Acqua come fiume, foce di anni di vita, estuario; acqua come mare, aria
di mare, rotta, vele, faro, porto, golfo, costa, battigia, onde e onda
notturna;
acqua come mari da esplorare, luoghi lontani;
acqua come luogo di riposo, attesa e stupore;
c’è l’esilio dell’acqua e un oceano che separa.
Voce che legge, voce che racconta, eco: inesausta attesa dell’eco…
Giocato sapientemente sull’ambivalenza e sulla profondità
della parola poetica,
il testo di Marco Fregni si offre come terreno da scavare, humus fertilissimo,
un testo da conquistare e interiorizzare tramite successive letture.
Ad una prima lettura si partecipa all’intensità della ricerca
del dialogo, si culla un dolore emozionato: una lettura lacerante che
strazia il lettore, lentamente ne solca il petto;
e questa ferita, alla fine del libro, non si rimargina.
Ad uno stadio successivo la lettura porta alla scoperta del dialogo, di
un legame
fortissimo, di un passato di cui il figlio rivive il significato, che
trova nuovo significato; e, parallela, c’è una risignificazione
del presente che dissotterra un passato che è ancora fiato, voce,
canto, e lo conduce a vita nuova, rinnovata, diversa.
Un’analisi più puntigliosa ancora coglie, attraverso i ricordi
di tutta una vita, l’altezza e la profondità del rapporto
tra padre e figlio, il legame tra un maestro di vita e il poeta, e si
scopre una vis viridans, la capacità del figlio di ridare vita
al padre nel vigore delle immagini risuscitate, nello spessore di una
presenza costantemente ricercata.
Dialogo vivo: a questo stadio la lettura non si perde più. Analizzare
il testo poetico dal complesso alle singole poesie, ai versi, fino alle
singole parole, non annienta il messaggio ma lo moltiplica ad ogni ulteriore
livello: frammenti di una vita, voci sguardi, mani, foto, racconti, ricordi
ricuciti, infilati come perle, trama tessuta per ridare nuova vita: il
poeta genitore.
Teatrale il dialogo tra il presente, vivo nei ricordi, nei nomi, nei racconti,
nelle distanze, e un aldilà “chiuso a ogni gesto, a ogni
memoria”: “confini di statua” separano i due mondi,
quello delle “intermittenze dei giorni”, e quello della “attesa
senza respiro”, della “perfezione del buio”.
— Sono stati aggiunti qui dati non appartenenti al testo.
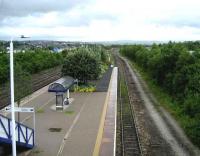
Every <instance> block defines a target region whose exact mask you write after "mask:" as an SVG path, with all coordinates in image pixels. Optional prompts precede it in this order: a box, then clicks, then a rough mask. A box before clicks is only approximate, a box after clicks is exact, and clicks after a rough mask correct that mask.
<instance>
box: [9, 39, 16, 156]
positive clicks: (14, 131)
mask: <svg viewBox="0 0 200 156" xmlns="http://www.w3.org/2000/svg"><path fill="white" fill-rule="evenodd" d="M10 94H11V116H12V126H11V127H12V155H13V156H16V138H15V137H16V134H15V103H14V96H15V95H14V70H13V42H12V39H11V41H10Z"/></svg>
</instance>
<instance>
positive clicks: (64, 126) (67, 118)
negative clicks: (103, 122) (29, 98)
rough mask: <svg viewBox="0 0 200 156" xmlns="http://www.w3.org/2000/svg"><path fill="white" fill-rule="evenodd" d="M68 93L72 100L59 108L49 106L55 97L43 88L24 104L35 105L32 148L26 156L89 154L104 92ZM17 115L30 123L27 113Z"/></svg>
mask: <svg viewBox="0 0 200 156" xmlns="http://www.w3.org/2000/svg"><path fill="white" fill-rule="evenodd" d="M71 97H72V98H73V99H74V101H73V102H72V103H71V104H70V105H69V107H68V108H67V109H66V110H64V111H63V112H60V111H59V112H57V111H54V110H52V109H51V106H52V105H53V104H54V103H55V97H54V95H52V94H51V93H46V92H45V93H43V94H41V95H40V96H38V97H37V98H35V99H34V100H32V101H30V102H29V104H27V105H26V106H33V105H35V107H36V148H35V149H33V150H32V151H31V153H30V154H29V155H30V156H35V155H37V156H61V155H62V156H80V155H82V156H90V155H92V153H93V149H94V146H95V141H96V136H97V133H98V128H99V122H100V118H101V112H102V109H103V105H104V102H105V97H106V92H101V93H98V92H95V93H72V94H71ZM45 101H47V102H45ZM21 118H23V120H24V119H26V118H27V120H24V123H25V124H26V125H29V124H31V121H32V119H31V116H30V115H29V116H26V117H25V114H22V115H21Z"/></svg>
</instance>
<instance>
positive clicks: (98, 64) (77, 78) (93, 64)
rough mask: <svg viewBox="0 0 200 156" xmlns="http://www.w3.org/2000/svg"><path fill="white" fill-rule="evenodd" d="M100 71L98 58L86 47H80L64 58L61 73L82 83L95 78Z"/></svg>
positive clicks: (83, 82)
mask: <svg viewBox="0 0 200 156" xmlns="http://www.w3.org/2000/svg"><path fill="white" fill-rule="evenodd" d="M100 72H101V69H100V62H99V60H98V59H97V58H96V57H95V56H94V55H92V54H91V52H89V51H88V50H87V49H86V48H80V49H79V50H77V51H76V52H74V53H71V54H68V55H67V57H66V58H65V61H64V64H63V68H62V73H63V75H69V76H72V77H74V78H77V79H78V80H79V81H81V82H83V83H87V81H88V80H92V79H97V78H98V76H99V74H100Z"/></svg>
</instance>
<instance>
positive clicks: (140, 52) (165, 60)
mask: <svg viewBox="0 0 200 156" xmlns="http://www.w3.org/2000/svg"><path fill="white" fill-rule="evenodd" d="M193 44H194V45H193ZM198 45H199V44H197V43H196V42H194V43H192V42H185V43H172V42H169V43H168V44H163V45H155V44H154V45H153V46H152V47H151V49H147V48H145V47H144V46H142V45H133V46H123V47H122V48H121V49H120V52H121V54H123V55H125V56H127V57H128V58H129V59H130V60H132V61H133V62H134V63H135V64H136V65H137V66H139V67H140V69H142V70H143V71H144V72H145V73H146V76H148V80H150V81H151V84H153V86H157V87H153V89H154V91H155V90H159V91H162V92H163V94H162V96H164V98H165V101H162V103H163V102H164V103H165V105H168V108H169V109H171V110H170V112H173V113H172V114H173V115H175V117H176V118H177V119H178V121H179V122H180V124H181V125H182V127H183V129H184V130H185V132H186V134H187V135H188V136H189V137H190V138H191V140H192V141H193V142H194V143H195V144H196V145H198V146H199V147H200V46H198ZM194 47H195V48H194ZM158 94H159V95H161V94H160V93H158ZM162 96H159V97H162ZM166 97H169V98H166ZM166 99H167V100H166Z"/></svg>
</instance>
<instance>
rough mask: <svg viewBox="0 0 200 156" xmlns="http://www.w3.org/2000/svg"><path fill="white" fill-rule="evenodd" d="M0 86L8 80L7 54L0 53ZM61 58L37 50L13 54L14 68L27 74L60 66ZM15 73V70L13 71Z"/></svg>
mask: <svg viewBox="0 0 200 156" xmlns="http://www.w3.org/2000/svg"><path fill="white" fill-rule="evenodd" d="M0 62H1V65H0V84H3V83H6V82H7V81H8V79H9V54H8V53H0ZM62 62H63V58H62V55H61V54H58V53H52V52H50V51H49V50H44V49H42V48H38V49H35V50H29V51H27V52H25V53H23V52H18V53H15V54H14V64H15V65H14V66H15V68H21V69H22V70H23V71H24V72H26V73H28V74H35V73H38V72H40V71H42V70H45V69H48V68H52V67H55V66H58V65H61V64H62ZM15 70H16V71H17V69H15Z"/></svg>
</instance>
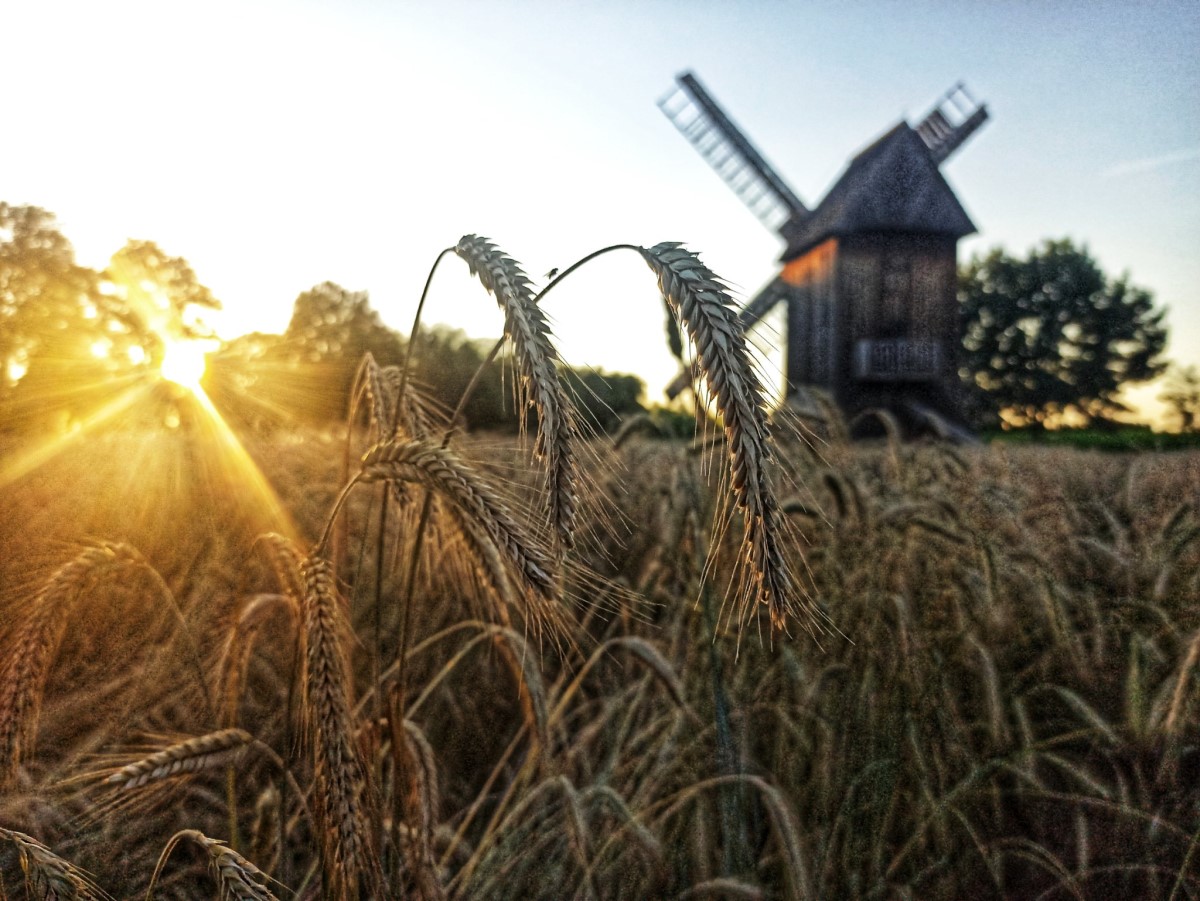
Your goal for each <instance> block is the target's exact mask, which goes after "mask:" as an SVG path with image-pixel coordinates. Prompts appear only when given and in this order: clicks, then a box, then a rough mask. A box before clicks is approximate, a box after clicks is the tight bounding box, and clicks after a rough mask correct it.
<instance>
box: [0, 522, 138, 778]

Incessanti e rinvigorite dalle successive letture di queste poesie, incalzanti
si sovrappongono, si intrecciano e i ripetono tutte le domande che attendono
ancora una risposta, inesausto coro al desiderio di un incontro, lotta
per “sottrarre ogni giorno ombra all’ombra”, per riconoscere
quel legame “che il tempo non risolve”.